If you’ve been following me for long you’ll know I love to Rescue/Save old quilts and sometimes the vintage quilts gets motifs appliqued directly on the front. These appliqués can cover a variety of imperfections and/or add interest to the quilt.

I’m always looking for new ideas for using vintage linens, especially those that are stained, worn, torn or (in my opinion) unattractive. While scrolling through the Facebook group Texas Quilter’s Group I came across the following post from Sandra Shawn Buxton, thank you Sandra for letting me use your picture/fb group post! Oh…and Sandra…I totally blame you for sending me on a crazy yet fantastic adventure! 🤣

Oh the possibilities! My brain kicked into overdrive and away I went!

I cut 1” strips from fabric scraps, damaged vintage linens, laces and trims, stitched them together with a backing fabric marked with blue pen lines. These lines helped to keep my strip piecing generally even and parallel. I then pressed using plenty of spray starch.

I cut my heart using an Accuquilt Go and the adapter pieces that allowed me to use the Crafter’s Edge nesting heart Dies.

But how did I get to the point of cutting hearts?

And down the rabbit hole I went! I cut all I could and then I had a new idea…

Rabbit hole #2:

Using my longarm I decided to create a quilted piece to be cut into heart shapes.

The backing fabric is bleached muslin that has been laundered (to shrink the fabric), Hobbs 80/20 white batting topped with another layer of bleached muslin.

With the vintage ivory and white linens laid out I started by quilting around the edges of each.

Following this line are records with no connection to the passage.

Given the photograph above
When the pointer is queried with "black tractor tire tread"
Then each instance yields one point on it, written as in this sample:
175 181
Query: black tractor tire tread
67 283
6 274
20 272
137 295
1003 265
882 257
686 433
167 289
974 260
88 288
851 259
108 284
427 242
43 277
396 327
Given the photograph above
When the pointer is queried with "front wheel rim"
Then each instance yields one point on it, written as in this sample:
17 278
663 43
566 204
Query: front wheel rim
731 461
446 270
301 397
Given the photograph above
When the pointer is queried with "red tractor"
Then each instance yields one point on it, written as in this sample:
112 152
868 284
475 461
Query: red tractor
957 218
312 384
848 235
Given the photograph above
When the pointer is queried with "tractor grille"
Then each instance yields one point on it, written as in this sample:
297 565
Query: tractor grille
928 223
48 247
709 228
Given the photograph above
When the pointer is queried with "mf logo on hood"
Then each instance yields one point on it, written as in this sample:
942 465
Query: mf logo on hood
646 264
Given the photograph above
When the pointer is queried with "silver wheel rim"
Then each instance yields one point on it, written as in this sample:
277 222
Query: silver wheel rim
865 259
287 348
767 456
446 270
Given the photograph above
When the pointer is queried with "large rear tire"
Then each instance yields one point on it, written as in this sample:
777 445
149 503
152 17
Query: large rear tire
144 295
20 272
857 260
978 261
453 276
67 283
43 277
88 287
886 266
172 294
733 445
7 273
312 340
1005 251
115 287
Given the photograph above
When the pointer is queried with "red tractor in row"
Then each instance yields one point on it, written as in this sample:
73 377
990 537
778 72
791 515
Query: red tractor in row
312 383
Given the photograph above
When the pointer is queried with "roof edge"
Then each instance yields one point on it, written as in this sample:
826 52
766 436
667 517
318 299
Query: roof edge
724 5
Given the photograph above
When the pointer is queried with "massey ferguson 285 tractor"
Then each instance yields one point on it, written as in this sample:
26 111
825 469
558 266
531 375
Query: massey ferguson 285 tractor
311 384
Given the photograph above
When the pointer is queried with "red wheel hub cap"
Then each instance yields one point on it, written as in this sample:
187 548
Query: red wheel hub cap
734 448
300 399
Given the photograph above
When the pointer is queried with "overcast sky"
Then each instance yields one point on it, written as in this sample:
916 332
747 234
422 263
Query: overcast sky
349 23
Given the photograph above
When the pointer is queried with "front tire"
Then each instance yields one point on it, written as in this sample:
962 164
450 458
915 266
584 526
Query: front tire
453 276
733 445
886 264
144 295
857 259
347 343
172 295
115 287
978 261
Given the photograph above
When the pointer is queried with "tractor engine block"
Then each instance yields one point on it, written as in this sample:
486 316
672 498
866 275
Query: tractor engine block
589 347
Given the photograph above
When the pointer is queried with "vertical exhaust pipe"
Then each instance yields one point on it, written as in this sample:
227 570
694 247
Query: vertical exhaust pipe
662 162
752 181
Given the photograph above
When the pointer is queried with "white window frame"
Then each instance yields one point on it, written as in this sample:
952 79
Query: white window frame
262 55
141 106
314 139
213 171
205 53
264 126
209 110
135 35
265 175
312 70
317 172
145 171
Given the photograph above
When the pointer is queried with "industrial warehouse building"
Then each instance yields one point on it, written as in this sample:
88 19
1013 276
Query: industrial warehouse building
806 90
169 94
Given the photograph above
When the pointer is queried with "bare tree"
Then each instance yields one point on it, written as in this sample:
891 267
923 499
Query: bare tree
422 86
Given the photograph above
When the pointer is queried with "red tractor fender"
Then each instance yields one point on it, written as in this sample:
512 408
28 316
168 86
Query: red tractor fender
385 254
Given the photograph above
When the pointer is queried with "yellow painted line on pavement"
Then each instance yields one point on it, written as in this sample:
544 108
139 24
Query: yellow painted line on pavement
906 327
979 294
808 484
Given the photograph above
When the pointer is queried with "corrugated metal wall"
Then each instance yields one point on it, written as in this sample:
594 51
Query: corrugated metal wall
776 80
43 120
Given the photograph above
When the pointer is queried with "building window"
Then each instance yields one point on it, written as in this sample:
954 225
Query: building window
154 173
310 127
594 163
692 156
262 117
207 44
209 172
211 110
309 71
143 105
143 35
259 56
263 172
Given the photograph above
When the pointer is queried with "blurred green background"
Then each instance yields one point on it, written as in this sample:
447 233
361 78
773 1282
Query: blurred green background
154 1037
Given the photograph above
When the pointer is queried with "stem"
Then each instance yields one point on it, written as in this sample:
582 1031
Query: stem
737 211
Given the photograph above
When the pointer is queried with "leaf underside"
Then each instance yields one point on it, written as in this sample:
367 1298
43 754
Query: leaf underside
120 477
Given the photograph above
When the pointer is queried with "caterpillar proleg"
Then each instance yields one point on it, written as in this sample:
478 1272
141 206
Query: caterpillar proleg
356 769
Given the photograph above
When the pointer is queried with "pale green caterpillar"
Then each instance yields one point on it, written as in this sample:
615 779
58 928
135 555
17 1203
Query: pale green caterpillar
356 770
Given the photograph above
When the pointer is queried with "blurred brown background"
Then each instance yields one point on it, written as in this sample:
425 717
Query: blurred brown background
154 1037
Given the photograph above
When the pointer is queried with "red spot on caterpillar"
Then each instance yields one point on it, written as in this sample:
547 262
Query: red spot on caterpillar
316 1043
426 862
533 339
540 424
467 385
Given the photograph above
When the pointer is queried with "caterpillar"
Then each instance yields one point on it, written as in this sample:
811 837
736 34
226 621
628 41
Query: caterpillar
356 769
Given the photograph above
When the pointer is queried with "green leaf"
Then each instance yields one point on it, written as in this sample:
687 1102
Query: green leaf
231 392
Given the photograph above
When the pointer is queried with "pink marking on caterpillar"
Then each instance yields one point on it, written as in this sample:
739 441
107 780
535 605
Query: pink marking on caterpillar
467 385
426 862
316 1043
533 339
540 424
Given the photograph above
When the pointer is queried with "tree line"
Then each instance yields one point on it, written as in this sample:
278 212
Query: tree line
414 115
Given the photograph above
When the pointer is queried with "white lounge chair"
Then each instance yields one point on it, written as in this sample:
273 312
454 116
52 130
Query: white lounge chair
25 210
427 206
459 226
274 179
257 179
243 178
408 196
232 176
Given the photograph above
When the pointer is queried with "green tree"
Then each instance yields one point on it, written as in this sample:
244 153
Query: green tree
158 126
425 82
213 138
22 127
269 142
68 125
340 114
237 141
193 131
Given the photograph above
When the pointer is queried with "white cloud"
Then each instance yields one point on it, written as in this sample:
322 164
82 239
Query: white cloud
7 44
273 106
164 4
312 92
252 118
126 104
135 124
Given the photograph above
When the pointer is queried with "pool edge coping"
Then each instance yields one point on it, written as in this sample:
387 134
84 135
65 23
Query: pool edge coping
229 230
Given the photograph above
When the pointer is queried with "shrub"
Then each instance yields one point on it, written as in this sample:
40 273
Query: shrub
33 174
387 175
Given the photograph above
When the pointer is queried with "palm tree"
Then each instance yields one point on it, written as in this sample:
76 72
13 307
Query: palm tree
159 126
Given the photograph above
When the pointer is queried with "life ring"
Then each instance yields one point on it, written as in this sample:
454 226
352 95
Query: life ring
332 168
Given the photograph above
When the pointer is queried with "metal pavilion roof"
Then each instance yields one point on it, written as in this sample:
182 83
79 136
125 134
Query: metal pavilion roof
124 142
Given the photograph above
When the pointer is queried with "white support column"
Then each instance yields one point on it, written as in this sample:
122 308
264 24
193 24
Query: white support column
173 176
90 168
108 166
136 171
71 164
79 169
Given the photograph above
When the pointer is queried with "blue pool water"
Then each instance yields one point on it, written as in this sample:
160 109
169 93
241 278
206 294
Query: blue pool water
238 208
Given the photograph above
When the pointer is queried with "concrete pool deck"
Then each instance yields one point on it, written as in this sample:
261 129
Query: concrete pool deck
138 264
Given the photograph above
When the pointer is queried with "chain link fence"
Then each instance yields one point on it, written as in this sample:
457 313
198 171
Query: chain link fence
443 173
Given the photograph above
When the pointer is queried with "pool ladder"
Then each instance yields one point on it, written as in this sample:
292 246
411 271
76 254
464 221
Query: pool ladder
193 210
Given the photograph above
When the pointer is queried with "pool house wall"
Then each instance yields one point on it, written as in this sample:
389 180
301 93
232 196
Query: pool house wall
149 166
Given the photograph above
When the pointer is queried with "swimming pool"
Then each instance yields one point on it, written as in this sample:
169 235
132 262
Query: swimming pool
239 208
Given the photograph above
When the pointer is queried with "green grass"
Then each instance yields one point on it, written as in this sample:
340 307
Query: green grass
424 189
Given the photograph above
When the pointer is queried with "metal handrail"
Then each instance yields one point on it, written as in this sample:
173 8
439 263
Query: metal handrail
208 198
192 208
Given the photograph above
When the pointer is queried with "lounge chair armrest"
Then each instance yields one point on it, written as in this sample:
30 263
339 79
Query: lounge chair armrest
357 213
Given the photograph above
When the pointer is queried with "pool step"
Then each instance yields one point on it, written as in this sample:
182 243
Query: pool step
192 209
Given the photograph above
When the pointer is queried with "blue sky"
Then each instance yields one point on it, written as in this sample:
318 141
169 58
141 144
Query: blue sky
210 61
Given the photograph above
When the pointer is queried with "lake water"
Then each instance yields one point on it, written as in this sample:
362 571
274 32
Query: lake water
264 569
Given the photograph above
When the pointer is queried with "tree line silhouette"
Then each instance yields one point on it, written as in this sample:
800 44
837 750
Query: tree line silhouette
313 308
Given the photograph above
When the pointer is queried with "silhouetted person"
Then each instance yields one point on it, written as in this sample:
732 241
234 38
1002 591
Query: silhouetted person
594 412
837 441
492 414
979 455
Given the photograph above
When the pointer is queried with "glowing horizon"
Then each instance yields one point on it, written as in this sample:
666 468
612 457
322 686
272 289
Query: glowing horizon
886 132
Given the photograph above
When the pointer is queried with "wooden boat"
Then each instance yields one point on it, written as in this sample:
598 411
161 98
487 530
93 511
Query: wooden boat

What’s the dark spot in the pic above? Nail polish. No worries, I’ll cut around it later.

With each piece secured, let the quilting begin!

This longarm ruler is fantastic for quickly quilting long undulating lines which will become the stem for quilted feathers.

Yes, quilting veins in each feather took a lot of time but compare the two pics above to see how much it added to the overall look.

With the quilted piece off the longarm and trimmed, the cutting begins.

I used all four heart dies and what’s left of my quilted piece? See the little pile of scraps! Just so you’ll know, you can easily use Crafter’s Edge Dies with your Accuquilt, you’ll just need to purchase an adapter plate set.

Enter rabbit hole #3…I’d previously cut hearts from a very damaged Double Wedding Ring quilt piece. I had left over scraps… hum…

I began sewing these scraps together.

I chose Superior Threads Bottom Line thread because it so closely matched the old white-ish quilt fabric and also because it has more of a matte finish. No need for the thread to visually take center stage.

The results look a bit like Crazy Quilt hearts and I love them!

These hearts will make wonderful applique pieces for a future “quilt save”.

My left over scraps. Yes, I will most likely throw them away, they’ve served me well.

Then here’s my post to a wonderful fb group: Quilting Vintage, where I learn my grand ideas were yesterdays news! 🤣 Seems that awesome quilter/artist Martie Frazier-Stern (of Martie’s Quilting Creations) is light years ahead of me with this quilting technique! Thank you Martie for letting me post about your work!

Want to see more of her work?

It’s always fun to experiment and this time I think it was a very successful. I’m still mulling over how I will use these hearts on a future project, the sky’s the limit when it comes to saving an old quilt!